Die deutsche Mehrheit
Ab 1900 sind die Deutschen in Kleinsanktnikolaus die größte Volksgruppe.
I. Weltkrieg
Die Kleinsanktnikolauser dienten in der österreichischen Armee.
Vertrag von Trianon
Die Kleinsanktnikolauser werden Untertanen der rumänischen Krone.
Die Donaumonarchie, die Garantin und Beschützerin der deutschen Siedlungsgebiete im Osten, findet nach fast 250 Jahren ihr Ende.
Busverbindung Arad - Lippa
Ab 1936 führt durch Kleinsanktnikolaus die erste Busverbindung Arad - Lippa. Damals noch auf unbefestigter Landstraße. Die Asphaltierung der Landstraße begann erst 1960.
Einweihung der Kirche
St. Josef
Am 25. September 1938 wurde die neue Kirche vom Bischof Dr. Augustin Pacha geweiht.
II. Weltkrieg
Die deutschen Kleinsanktnikolauser kämpfen z.T. in der rumänischen Armee, hauptsächlich aber in der deutschen Wehrmacht.

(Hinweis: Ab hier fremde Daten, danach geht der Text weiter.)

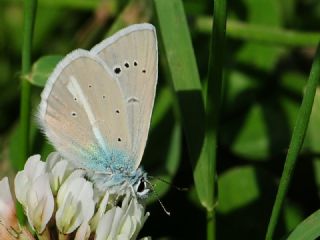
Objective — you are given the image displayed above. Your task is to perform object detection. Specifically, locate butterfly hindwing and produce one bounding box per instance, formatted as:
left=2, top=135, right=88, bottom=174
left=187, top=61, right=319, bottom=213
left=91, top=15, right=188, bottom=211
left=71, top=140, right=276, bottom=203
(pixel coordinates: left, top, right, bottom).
left=91, top=24, right=158, bottom=168
left=39, top=50, right=132, bottom=171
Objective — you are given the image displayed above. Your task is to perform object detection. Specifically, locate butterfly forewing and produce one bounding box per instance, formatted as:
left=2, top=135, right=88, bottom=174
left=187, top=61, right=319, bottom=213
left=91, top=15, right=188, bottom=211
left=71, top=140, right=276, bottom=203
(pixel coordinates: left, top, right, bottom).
left=91, top=24, right=158, bottom=167
left=39, top=50, right=132, bottom=171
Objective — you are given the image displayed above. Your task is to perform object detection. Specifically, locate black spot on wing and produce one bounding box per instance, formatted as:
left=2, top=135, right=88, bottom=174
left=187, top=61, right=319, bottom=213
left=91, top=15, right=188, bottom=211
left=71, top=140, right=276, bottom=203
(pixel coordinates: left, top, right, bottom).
left=127, top=97, right=139, bottom=103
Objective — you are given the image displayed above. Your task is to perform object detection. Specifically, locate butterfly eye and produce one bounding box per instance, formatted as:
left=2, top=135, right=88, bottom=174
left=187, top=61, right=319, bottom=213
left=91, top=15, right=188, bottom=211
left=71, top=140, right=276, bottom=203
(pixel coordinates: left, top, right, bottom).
left=135, top=178, right=150, bottom=197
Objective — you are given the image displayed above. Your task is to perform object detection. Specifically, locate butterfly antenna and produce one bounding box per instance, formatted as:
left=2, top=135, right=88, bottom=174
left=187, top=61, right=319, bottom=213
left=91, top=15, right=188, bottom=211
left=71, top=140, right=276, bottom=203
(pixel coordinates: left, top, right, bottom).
left=144, top=180, right=170, bottom=216
left=149, top=176, right=189, bottom=192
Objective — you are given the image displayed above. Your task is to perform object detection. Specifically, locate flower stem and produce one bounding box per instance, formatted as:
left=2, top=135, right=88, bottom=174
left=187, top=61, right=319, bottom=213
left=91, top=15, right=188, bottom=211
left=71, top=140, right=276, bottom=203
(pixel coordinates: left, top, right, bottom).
left=266, top=43, right=320, bottom=240
left=204, top=0, right=227, bottom=239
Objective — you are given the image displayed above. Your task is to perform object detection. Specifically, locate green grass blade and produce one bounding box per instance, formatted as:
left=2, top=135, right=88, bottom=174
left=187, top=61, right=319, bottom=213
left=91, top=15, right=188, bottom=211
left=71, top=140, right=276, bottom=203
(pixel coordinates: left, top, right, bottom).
left=287, top=210, right=320, bottom=240
left=195, top=16, right=320, bottom=47
left=27, top=55, right=63, bottom=87
left=16, top=0, right=37, bottom=169
left=205, top=0, right=227, bottom=239
left=266, top=41, right=320, bottom=240
left=155, top=0, right=209, bottom=209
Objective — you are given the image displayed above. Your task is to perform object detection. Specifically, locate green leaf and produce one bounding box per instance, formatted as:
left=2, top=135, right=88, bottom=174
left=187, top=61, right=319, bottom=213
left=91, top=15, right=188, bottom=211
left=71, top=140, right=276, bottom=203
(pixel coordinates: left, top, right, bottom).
left=28, top=55, right=63, bottom=87
left=266, top=43, right=320, bottom=240
left=155, top=0, right=209, bottom=209
left=217, top=166, right=276, bottom=239
left=287, top=210, right=320, bottom=240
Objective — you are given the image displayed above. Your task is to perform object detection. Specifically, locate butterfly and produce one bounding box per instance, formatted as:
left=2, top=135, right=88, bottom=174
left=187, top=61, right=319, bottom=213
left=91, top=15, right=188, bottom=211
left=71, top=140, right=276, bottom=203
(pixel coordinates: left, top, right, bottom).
left=38, top=23, right=158, bottom=198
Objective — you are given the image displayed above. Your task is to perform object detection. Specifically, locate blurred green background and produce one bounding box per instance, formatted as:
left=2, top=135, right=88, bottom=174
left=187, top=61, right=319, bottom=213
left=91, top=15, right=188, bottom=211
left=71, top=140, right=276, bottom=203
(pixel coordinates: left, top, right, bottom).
left=0, top=0, right=320, bottom=239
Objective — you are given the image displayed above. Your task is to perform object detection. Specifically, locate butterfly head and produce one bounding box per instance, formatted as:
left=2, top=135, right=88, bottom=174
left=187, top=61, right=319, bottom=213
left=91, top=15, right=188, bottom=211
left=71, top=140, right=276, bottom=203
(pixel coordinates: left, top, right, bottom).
left=133, top=173, right=152, bottom=199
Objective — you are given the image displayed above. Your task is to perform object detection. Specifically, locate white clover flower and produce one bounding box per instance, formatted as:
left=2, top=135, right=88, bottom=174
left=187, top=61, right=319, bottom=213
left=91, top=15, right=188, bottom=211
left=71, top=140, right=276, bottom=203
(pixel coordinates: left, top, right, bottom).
left=14, top=155, right=46, bottom=207
left=0, top=177, right=34, bottom=240
left=0, top=177, right=17, bottom=226
left=0, top=153, right=150, bottom=240
left=96, top=195, right=149, bottom=240
left=56, top=170, right=95, bottom=234
left=46, top=152, right=74, bottom=195
left=26, top=174, right=54, bottom=234
left=74, top=222, right=91, bottom=240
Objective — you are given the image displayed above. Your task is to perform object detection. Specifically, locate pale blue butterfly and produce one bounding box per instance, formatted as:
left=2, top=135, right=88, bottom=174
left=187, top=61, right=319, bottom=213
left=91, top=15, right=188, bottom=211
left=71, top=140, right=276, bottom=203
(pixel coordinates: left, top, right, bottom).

Der Umsturz (Königlicher Staatsstreich)
Der nach dem Umsturz vom 23. August 1944 vollzogene Frontwechsel Rumäniens, hat die Deutschen in Rumänien sehr getroffen: Politische, wirtschaftliche, kirchliche und kulturelle Organisationen wurden aufgelöst und verboten.
Flucht und Deportation
Mit dem Rückzug der deutschen Armee aus dem Osten, fliehen viele Deutsche, aus Angst vor den Russen, Richtung deutsches Reichsgebiet.

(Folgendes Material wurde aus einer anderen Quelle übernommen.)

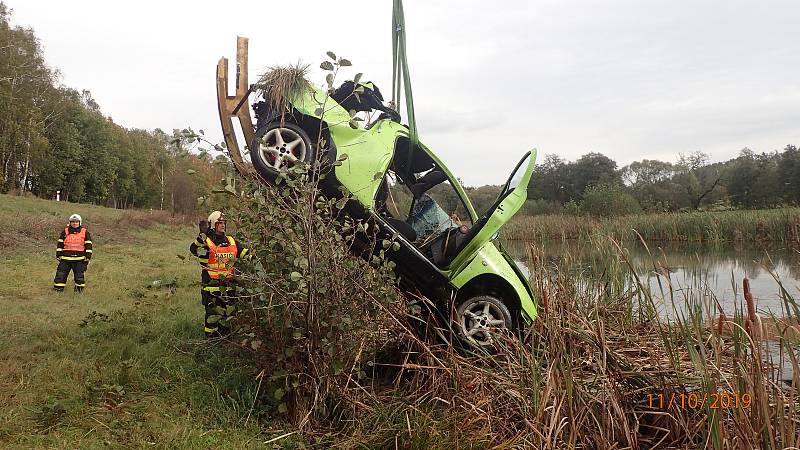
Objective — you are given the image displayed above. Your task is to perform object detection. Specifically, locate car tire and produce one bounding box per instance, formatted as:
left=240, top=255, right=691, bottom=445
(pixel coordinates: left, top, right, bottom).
left=250, top=121, right=317, bottom=181
left=455, top=295, right=514, bottom=349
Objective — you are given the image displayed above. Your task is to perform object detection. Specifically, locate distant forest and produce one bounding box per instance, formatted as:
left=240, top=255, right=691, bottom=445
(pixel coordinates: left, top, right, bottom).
left=0, top=2, right=800, bottom=216
left=468, top=145, right=800, bottom=216
left=0, top=2, right=222, bottom=212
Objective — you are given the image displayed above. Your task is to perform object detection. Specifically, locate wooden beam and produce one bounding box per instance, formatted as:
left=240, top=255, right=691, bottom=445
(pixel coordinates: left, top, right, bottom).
left=217, top=37, right=255, bottom=175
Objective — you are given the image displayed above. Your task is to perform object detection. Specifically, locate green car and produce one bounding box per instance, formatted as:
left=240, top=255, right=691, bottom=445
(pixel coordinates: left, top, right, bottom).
left=250, top=83, right=536, bottom=346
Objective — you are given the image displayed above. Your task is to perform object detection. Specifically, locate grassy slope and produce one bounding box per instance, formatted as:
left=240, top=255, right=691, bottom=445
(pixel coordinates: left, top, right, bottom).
left=0, top=196, right=274, bottom=448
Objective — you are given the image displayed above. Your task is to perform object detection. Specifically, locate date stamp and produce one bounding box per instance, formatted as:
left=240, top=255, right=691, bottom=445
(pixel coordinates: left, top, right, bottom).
left=647, top=392, right=753, bottom=409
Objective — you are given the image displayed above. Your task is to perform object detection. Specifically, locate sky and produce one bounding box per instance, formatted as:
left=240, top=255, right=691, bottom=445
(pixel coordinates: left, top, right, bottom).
left=3, top=0, right=800, bottom=186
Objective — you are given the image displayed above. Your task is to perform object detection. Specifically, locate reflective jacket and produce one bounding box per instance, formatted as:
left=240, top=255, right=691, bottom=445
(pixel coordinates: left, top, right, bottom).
left=206, top=236, right=239, bottom=280
left=56, top=227, right=92, bottom=261
left=189, top=234, right=249, bottom=286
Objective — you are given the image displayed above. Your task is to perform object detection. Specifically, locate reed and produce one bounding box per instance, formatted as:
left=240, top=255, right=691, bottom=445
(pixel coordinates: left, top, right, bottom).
left=504, top=208, right=800, bottom=248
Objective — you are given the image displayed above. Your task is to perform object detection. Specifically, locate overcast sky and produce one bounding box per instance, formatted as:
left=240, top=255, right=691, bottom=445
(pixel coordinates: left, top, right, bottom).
left=3, top=0, right=800, bottom=185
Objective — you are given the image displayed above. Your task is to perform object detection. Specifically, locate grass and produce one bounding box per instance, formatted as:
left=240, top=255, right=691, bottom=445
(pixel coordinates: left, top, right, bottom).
left=0, top=192, right=800, bottom=449
left=0, top=196, right=296, bottom=448
left=504, top=208, right=800, bottom=249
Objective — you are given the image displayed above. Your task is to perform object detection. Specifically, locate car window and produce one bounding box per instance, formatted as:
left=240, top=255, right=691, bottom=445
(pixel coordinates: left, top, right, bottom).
left=427, top=181, right=472, bottom=226
left=407, top=194, right=456, bottom=244
left=384, top=170, right=413, bottom=221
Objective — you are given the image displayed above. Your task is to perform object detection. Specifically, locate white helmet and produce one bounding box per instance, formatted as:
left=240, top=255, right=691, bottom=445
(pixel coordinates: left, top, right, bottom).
left=208, top=211, right=225, bottom=230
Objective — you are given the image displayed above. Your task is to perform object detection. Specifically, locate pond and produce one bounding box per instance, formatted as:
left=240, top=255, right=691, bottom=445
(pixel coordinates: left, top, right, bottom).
left=503, top=241, right=800, bottom=380
left=503, top=241, right=800, bottom=317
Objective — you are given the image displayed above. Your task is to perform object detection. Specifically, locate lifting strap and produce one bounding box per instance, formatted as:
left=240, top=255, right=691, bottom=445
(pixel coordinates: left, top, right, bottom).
left=392, top=0, right=419, bottom=151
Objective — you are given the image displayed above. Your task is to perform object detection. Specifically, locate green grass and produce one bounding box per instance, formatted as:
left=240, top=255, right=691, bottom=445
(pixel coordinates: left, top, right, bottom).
left=0, top=196, right=294, bottom=448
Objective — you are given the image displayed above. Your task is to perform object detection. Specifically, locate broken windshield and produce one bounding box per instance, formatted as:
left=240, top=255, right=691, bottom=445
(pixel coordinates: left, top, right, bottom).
left=408, top=194, right=456, bottom=242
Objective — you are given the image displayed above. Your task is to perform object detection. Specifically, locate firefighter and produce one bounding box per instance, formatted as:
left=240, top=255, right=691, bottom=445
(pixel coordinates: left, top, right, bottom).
left=53, top=214, right=92, bottom=292
left=189, top=211, right=249, bottom=337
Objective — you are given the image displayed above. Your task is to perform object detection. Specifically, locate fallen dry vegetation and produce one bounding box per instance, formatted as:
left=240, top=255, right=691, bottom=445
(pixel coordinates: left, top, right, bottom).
left=214, top=171, right=800, bottom=448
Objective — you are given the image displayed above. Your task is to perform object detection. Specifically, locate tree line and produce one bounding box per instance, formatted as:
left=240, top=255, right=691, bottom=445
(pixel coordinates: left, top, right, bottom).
left=0, top=2, right=222, bottom=212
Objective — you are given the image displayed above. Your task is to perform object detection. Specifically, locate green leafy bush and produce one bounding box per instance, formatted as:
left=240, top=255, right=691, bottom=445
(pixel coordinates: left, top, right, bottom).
left=219, top=167, right=400, bottom=426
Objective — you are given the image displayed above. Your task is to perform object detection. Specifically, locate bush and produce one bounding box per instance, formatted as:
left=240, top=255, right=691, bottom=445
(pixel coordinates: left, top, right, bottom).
left=219, top=170, right=400, bottom=427
left=580, top=184, right=642, bottom=217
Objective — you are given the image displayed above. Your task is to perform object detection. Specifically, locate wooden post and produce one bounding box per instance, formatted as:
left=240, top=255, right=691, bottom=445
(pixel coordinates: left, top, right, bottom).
left=217, top=36, right=255, bottom=175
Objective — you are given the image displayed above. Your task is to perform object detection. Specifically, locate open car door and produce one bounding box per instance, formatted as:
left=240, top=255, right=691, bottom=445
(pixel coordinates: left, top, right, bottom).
left=450, top=149, right=536, bottom=271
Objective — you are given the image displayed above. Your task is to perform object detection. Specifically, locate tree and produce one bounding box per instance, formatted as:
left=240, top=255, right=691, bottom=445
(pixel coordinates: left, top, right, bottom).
left=580, top=184, right=642, bottom=217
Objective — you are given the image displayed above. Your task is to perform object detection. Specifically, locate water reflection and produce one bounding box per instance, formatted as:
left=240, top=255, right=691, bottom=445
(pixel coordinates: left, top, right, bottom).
left=504, top=241, right=800, bottom=316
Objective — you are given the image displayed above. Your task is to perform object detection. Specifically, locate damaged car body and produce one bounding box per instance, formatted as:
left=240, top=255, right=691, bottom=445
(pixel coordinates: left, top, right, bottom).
left=217, top=38, right=537, bottom=347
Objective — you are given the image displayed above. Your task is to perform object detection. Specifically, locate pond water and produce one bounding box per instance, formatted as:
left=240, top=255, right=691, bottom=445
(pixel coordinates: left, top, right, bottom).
left=503, top=241, right=800, bottom=317
left=503, top=241, right=800, bottom=381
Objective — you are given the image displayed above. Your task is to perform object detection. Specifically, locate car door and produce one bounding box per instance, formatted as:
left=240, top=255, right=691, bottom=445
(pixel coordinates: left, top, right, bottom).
left=450, top=149, right=536, bottom=273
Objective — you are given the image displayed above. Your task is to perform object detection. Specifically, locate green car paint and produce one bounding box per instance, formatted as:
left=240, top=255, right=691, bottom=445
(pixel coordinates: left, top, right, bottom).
left=291, top=83, right=537, bottom=323
left=452, top=242, right=536, bottom=324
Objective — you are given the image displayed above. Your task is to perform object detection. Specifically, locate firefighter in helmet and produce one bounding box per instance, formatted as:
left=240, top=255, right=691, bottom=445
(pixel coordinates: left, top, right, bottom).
left=189, top=211, right=249, bottom=337
left=53, top=214, right=92, bottom=292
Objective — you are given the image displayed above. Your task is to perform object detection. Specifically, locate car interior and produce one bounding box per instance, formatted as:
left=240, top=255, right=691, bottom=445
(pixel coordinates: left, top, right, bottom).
left=375, top=138, right=472, bottom=268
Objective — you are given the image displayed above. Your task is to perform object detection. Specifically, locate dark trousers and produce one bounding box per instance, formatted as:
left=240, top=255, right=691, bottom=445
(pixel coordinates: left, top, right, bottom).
left=201, top=289, right=234, bottom=337
left=53, top=261, right=86, bottom=292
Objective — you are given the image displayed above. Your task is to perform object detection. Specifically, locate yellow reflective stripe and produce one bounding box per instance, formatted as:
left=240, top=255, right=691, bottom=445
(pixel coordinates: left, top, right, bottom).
left=203, top=286, right=233, bottom=292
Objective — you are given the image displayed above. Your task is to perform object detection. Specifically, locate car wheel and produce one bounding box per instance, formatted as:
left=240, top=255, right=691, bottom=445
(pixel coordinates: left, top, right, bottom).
left=456, top=295, right=513, bottom=348
left=250, top=121, right=316, bottom=180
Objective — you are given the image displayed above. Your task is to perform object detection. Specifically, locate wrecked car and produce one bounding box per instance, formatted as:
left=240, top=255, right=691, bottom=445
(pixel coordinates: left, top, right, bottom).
left=218, top=39, right=537, bottom=347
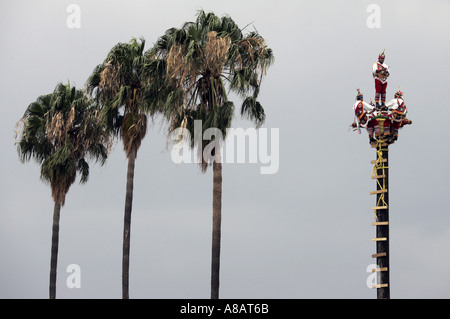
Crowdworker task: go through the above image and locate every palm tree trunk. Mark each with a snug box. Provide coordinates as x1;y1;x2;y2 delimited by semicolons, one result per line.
49;201;61;299
122;151;136;299
211;154;222;299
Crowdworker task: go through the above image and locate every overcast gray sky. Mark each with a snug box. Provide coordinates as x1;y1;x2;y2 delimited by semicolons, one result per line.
0;0;450;298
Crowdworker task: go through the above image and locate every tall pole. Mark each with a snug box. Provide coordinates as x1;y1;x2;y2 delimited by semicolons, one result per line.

Ab Januar 1945 werden alle Deutschen im Alter von 16 bis 45 Jahren zur Zwangsarbeit nach Russland verschleppt.
Nachkriegszeit und Agrarreform
Die fortschreitende Sowjetisierung, erreichte ihre ersten Opfer:
Über 90 Prozent des gesamten landwirtschaftlichen Besitzes wurde der deutschen Volksgruppe zwangsenteignet.
Durch die Verordnungen im Wahlgesetz vom 14. Juli 1946 wurden die Deutschen vom Wahlrecht ausgeschlossen.
Der Gebrauch der eigenen Muttersprache im öffentlichen Leben und als Unterrichtsprache war verboten.
Verlust der Eigenständigkeit
1950 wurde Kleinsanktnikolaus der Kreishauptstadt Arad angegliedert und bildet seitdem deren
VIII. Bezirk.
Die Diktatur
1952 wurde die Diktatur des Proletariats und des Volkssowjets ausgerufen. Alle Industriebetriebe werden enteignet.
Verstärkt durch die Deportation vieler Deutscher in die Bărăgan-Steppe (1951-1955), machen sich erste Gedanken zur Auswanderung breit.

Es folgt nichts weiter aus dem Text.